While this gives the CX-7 a sporty look, it also makes for some large side pillars by the windshield. So drivers must look carefully around these pillars when making turns.
The rack-and-pinion steering is more responsive than I expected in a crossover vehicle. In fact, the CX-7's steering feels like a sports car's.
I just wish the steering wheel was a bit larger in diameter, because its smallish size tends to make drivers turn it a bit farther than they need and then further adjustments follow.
The CX-7 gives good views over traffic because of the high seat height, and passengers can notice some head toss when the vehicle is going aggressively through curves and turns.
But the test CX-7 handled admirably, holding its line on mountain roads with nary a tire squeal. There's also no unsettling feeling of weight shifting precipitously in this nicely done crossover, and brakes had strong stopping power.
The test CX-7, with 18-inch tires, had a lot of road noise coming into the passenger compartment, and passengers routinely felt road vibrations through the seat cushions.
Seats feel both cushioned and supportive, though, at 5 feet 4, I never could see the end of the CX-7's hood.
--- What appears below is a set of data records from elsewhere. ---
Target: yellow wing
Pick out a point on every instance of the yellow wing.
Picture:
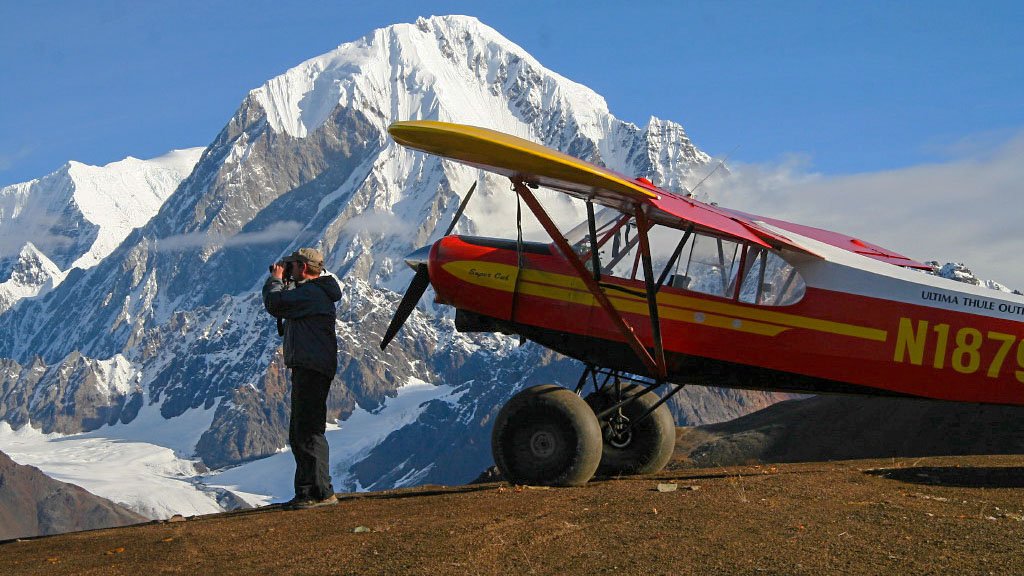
(514, 157)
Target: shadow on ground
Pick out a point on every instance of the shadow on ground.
(998, 477)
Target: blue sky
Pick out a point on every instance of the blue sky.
(849, 87)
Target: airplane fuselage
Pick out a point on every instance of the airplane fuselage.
(859, 327)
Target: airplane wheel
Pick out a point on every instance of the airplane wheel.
(547, 436)
(644, 448)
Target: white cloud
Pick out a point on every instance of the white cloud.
(273, 233)
(969, 208)
(373, 222)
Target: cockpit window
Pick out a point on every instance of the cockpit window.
(705, 263)
(770, 280)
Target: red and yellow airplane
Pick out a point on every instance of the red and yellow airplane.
(657, 290)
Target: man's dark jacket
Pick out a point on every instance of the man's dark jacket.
(309, 316)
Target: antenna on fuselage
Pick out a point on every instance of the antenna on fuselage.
(708, 175)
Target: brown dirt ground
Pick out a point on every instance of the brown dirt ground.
(960, 515)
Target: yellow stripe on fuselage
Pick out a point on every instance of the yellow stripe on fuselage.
(671, 306)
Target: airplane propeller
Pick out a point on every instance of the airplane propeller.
(418, 261)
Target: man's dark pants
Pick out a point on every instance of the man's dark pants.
(305, 435)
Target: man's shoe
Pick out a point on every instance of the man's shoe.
(311, 503)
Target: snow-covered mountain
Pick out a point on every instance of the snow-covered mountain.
(960, 273)
(78, 215)
(306, 160)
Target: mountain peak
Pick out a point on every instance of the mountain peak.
(441, 68)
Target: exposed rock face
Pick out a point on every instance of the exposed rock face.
(77, 394)
(306, 160)
(34, 504)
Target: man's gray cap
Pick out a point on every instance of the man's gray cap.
(308, 255)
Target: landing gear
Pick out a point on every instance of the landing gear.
(550, 436)
(547, 436)
(633, 444)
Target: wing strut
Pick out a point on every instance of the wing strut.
(643, 225)
(588, 279)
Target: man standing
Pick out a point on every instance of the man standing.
(307, 311)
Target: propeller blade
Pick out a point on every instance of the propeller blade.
(462, 207)
(416, 289)
(418, 261)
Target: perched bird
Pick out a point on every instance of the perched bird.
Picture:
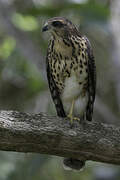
(71, 73)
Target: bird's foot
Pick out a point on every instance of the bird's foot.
(72, 118)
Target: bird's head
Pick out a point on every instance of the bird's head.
(59, 26)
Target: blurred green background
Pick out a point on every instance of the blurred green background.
(23, 84)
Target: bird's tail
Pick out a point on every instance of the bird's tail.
(73, 164)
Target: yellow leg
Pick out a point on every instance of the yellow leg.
(70, 115)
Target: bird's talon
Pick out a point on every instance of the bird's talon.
(73, 118)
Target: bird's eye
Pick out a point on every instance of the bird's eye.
(57, 24)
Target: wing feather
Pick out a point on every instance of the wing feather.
(91, 81)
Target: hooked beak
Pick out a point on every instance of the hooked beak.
(45, 27)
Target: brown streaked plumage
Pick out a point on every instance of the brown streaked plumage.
(71, 73)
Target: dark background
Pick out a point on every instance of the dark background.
(23, 84)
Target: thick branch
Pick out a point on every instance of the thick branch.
(40, 133)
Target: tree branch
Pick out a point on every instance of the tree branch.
(51, 135)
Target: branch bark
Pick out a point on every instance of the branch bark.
(23, 132)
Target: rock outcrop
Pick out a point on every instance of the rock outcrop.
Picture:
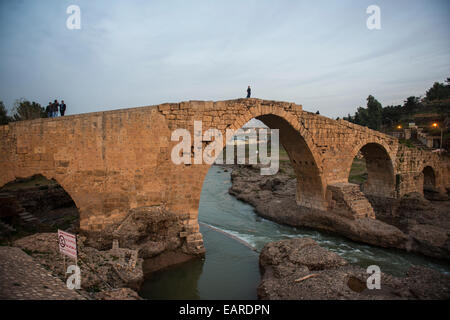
(410, 223)
(299, 269)
(100, 270)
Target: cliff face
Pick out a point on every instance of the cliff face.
(411, 223)
(298, 269)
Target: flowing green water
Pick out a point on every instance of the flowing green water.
(230, 269)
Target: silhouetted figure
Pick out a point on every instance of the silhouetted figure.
(62, 108)
(48, 110)
(55, 108)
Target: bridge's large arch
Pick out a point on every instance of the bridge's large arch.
(380, 170)
(303, 156)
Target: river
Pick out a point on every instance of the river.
(230, 268)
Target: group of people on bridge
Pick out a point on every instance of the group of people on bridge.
(53, 108)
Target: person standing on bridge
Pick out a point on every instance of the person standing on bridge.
(55, 108)
(62, 108)
(48, 110)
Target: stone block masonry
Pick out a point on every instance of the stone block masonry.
(116, 161)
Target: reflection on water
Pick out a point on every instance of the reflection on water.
(230, 269)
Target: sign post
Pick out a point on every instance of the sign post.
(67, 244)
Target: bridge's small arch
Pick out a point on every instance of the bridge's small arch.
(37, 204)
(429, 180)
(379, 179)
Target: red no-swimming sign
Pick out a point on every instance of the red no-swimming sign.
(67, 244)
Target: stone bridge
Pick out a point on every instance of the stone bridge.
(112, 162)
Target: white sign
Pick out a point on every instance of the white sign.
(67, 244)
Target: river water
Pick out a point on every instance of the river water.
(230, 268)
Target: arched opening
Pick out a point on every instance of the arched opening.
(36, 205)
(372, 169)
(221, 210)
(429, 182)
(310, 192)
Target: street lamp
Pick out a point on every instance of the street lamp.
(436, 125)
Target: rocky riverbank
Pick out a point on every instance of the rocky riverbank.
(146, 241)
(412, 223)
(299, 269)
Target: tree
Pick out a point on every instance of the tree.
(26, 110)
(411, 104)
(439, 91)
(374, 112)
(4, 118)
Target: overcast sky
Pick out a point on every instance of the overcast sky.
(133, 53)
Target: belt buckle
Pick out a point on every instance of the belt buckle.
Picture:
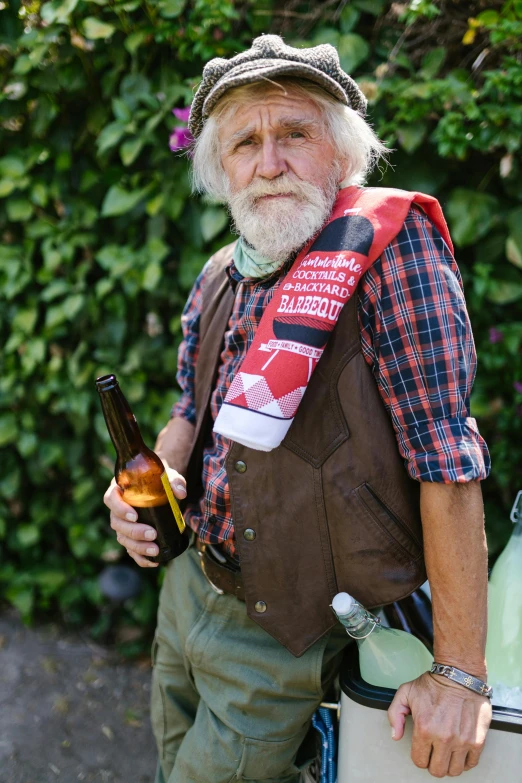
(201, 555)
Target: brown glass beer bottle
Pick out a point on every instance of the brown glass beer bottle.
(141, 475)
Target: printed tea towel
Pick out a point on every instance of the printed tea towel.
(264, 396)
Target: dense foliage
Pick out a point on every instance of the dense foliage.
(101, 240)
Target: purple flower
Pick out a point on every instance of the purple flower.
(182, 114)
(495, 335)
(179, 139)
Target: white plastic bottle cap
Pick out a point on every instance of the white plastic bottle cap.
(342, 604)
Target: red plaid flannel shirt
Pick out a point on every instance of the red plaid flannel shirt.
(416, 337)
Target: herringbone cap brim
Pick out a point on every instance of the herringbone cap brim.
(269, 58)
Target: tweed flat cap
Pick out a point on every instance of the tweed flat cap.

I had a great view of the windshield wipers, instead.
Three full-size golf bags fit into the cargo area when the rear seats are in use. But when more room is needed back there, the rear seatbacks don't fold down quite flat and the front passenger seatback doesn't fold forward at all. I guess Mazda emphasized the "zoom-zoom," rather than cargo-hauling practicality, in this crossover.
Maximum cargo space is 58.6 cubic feet, and the CX-7's towing capacity is just 2,000 pounds, which is less than the 3,500-pound maximum of a compact SUV like Ford's Escape.
A final note: Don't confuse the CX-7 with the Mazda CX-9. The slightly larger CX-9 has three rows of seats compared with the two rows of seats in the CX-7. Styling, however, is similar for both CX vehicles.